Date of Award

2016

Degree Type

Thesis

Degree Name

Master of Science in Mechanical Engineering and Applied Mechanics

Department

Mechanical, Industrial and Systems Engineering

First Advisor

Arun Shukla

Abstract

This research examines the fabrication and electro-mechanical properties of functionally graded graphene-nylon segregated composites. A novel production technique was expanded upon to produce segregated nylon-pellet and graphene nanocomposites with low percolation threshold for electrical conductivity. This particle templating procedure effectively disperses graphene within the nylon pellet matrix and is hot-press melted into three-inch diameter discs. While ideally structured for electrical transport, these specimens are mechanically weak along the polymer grain boundaries. To enhance the mechanical properties, a double-rotary shearing step was added to increase mechanical strength without significant sacrifice to electrical properties, signifying the shearing method is a viable trade-off fabrication approach. Lastly, a production technique for fabricating graphene-nylon textiles with conductive properties was investigated. Graphene-coated nylon yarn in a polymer matrix proved to have high electrical conductivity.

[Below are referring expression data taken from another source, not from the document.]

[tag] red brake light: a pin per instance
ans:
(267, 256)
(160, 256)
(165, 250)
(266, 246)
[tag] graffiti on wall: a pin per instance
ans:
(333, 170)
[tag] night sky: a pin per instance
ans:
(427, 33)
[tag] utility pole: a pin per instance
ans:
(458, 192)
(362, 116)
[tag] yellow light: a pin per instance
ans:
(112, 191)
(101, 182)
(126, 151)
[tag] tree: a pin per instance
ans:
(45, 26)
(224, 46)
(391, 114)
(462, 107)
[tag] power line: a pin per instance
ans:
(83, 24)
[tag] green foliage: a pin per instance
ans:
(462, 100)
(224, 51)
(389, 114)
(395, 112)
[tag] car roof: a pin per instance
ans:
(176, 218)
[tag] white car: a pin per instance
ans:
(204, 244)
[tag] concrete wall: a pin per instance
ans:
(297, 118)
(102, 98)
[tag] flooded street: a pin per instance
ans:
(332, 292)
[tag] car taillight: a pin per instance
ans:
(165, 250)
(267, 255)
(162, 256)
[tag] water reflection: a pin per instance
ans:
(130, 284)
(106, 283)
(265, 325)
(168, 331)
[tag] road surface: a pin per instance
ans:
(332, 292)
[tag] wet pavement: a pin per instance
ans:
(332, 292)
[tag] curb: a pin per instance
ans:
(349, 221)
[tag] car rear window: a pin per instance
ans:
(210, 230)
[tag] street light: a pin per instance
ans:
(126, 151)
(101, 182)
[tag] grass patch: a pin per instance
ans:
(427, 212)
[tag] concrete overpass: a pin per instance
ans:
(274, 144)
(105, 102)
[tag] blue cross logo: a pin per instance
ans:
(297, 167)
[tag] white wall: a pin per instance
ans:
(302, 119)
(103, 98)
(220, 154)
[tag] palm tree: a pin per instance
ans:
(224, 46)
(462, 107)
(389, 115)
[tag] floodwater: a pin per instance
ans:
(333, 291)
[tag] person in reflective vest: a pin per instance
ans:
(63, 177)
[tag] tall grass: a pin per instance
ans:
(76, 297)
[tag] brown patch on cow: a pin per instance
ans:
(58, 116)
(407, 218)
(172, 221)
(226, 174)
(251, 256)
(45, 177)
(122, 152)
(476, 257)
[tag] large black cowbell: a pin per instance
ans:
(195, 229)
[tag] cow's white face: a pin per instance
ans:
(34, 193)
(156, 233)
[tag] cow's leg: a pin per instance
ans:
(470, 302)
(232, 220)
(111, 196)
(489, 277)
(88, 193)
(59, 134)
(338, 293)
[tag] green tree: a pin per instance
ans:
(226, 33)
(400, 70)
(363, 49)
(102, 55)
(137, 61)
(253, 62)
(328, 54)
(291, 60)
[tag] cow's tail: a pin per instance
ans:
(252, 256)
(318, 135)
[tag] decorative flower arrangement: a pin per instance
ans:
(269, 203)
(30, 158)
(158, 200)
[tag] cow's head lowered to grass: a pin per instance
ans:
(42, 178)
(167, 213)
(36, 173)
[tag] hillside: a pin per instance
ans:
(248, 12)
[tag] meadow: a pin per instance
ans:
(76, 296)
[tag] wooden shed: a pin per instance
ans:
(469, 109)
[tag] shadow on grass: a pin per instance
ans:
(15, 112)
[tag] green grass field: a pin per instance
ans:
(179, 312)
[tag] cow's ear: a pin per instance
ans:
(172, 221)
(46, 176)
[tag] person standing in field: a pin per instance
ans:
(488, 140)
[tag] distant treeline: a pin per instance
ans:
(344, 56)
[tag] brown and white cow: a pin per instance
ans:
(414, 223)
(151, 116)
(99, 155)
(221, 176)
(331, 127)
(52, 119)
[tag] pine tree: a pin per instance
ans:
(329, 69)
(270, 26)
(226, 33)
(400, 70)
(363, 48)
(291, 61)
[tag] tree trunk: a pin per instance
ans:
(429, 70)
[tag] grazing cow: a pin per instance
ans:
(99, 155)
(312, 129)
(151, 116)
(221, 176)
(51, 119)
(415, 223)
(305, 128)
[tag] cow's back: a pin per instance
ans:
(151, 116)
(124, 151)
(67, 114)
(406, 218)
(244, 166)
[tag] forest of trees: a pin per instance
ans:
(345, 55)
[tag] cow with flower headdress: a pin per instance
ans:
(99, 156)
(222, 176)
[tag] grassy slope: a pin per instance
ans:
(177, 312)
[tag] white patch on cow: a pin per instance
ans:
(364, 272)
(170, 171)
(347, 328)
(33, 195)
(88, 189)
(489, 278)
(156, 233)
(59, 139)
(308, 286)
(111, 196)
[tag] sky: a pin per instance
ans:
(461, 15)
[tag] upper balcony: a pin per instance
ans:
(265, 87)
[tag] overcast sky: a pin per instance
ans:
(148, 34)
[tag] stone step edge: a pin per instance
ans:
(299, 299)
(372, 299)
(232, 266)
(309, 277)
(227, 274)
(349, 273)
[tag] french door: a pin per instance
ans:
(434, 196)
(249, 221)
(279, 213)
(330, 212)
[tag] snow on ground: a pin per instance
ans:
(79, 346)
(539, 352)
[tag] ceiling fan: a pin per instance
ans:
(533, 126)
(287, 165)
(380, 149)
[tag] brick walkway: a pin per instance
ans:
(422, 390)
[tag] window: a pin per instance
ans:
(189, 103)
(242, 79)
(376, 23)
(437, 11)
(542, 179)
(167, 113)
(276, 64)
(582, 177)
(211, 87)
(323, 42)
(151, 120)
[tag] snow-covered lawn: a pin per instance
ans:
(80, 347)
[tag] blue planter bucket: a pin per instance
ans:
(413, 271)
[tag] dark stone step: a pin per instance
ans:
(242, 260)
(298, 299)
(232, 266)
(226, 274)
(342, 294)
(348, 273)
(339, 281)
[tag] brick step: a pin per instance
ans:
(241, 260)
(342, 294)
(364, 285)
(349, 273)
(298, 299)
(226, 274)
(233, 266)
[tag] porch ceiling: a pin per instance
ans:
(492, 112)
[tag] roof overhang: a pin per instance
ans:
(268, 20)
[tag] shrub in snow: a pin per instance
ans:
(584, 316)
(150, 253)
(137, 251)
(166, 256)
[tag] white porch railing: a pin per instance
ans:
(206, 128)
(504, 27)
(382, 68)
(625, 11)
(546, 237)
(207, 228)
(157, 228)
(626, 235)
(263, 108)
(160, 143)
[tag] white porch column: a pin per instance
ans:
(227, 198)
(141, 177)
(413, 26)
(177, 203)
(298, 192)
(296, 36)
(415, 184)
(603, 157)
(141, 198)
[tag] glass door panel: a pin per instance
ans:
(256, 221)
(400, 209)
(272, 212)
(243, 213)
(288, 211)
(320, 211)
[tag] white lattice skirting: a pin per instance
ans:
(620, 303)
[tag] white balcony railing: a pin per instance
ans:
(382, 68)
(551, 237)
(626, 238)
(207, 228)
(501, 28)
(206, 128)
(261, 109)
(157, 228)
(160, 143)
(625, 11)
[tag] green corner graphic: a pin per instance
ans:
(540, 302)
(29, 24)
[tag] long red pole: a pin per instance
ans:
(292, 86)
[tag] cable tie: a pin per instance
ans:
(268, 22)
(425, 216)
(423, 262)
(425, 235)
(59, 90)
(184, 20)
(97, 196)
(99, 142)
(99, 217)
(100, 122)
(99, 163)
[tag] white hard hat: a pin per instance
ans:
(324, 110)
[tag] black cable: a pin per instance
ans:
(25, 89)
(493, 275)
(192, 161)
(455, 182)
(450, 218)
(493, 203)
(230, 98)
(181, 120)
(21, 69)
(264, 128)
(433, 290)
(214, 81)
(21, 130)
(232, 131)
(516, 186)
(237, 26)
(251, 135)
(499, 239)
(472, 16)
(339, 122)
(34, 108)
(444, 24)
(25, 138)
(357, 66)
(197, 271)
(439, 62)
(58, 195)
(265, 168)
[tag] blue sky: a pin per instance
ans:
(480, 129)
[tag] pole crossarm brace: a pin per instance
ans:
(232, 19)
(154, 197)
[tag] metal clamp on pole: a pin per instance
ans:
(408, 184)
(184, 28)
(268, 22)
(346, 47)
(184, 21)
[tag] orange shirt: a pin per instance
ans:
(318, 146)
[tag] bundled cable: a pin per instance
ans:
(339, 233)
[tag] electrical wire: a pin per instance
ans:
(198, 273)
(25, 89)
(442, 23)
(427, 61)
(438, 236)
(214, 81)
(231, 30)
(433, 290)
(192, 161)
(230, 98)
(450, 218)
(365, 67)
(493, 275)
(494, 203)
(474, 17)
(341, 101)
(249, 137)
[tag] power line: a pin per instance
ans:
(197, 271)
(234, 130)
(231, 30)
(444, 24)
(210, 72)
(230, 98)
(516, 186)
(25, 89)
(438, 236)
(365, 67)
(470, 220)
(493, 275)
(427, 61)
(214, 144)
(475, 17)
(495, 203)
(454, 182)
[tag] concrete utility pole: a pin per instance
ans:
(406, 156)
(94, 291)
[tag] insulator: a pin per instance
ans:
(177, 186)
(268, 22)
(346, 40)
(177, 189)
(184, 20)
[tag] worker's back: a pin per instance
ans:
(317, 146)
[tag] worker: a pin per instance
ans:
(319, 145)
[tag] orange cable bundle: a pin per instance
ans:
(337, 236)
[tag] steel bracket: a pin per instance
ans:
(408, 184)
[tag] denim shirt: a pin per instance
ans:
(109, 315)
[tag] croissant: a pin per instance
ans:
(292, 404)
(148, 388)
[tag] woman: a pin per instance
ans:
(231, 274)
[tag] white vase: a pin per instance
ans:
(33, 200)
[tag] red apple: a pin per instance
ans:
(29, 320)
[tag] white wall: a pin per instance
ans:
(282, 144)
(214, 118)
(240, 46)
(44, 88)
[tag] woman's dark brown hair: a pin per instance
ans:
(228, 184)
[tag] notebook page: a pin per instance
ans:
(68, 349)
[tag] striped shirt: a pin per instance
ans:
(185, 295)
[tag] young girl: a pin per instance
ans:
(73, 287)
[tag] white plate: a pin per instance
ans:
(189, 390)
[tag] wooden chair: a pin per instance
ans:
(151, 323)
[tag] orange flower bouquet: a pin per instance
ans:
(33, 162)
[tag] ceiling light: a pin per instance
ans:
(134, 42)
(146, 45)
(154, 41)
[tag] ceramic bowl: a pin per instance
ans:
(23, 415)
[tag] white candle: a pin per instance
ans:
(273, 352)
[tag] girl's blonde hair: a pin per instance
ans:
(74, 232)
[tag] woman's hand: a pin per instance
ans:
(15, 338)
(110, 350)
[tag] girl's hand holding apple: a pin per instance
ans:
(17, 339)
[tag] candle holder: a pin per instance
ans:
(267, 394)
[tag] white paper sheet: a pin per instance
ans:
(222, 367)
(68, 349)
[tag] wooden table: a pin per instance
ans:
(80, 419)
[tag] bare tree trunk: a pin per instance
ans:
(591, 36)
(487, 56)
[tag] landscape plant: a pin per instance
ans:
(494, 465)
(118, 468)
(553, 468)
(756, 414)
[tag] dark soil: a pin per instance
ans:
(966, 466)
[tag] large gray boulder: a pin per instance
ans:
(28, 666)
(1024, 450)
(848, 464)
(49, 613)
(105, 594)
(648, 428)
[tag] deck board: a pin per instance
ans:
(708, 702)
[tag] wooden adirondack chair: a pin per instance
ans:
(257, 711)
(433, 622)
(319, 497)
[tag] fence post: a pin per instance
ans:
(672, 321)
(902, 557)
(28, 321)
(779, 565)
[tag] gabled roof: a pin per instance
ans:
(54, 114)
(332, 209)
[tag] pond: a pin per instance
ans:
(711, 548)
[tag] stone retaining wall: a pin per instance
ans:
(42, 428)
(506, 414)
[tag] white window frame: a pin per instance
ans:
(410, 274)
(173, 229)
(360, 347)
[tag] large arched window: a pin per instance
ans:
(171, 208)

Chapter one is an introduction to graphene and related studies and applications. The nylon-pellet graphene material fabrication and testing are explored in chapters two and three respectively. Chapter four addresses the nylon-yarn and graphene composites. Electrical conductivity was measured using a high resolution four-point probe method. Three-point bend and tensile testing experiments were used to evaluate mechanical properties.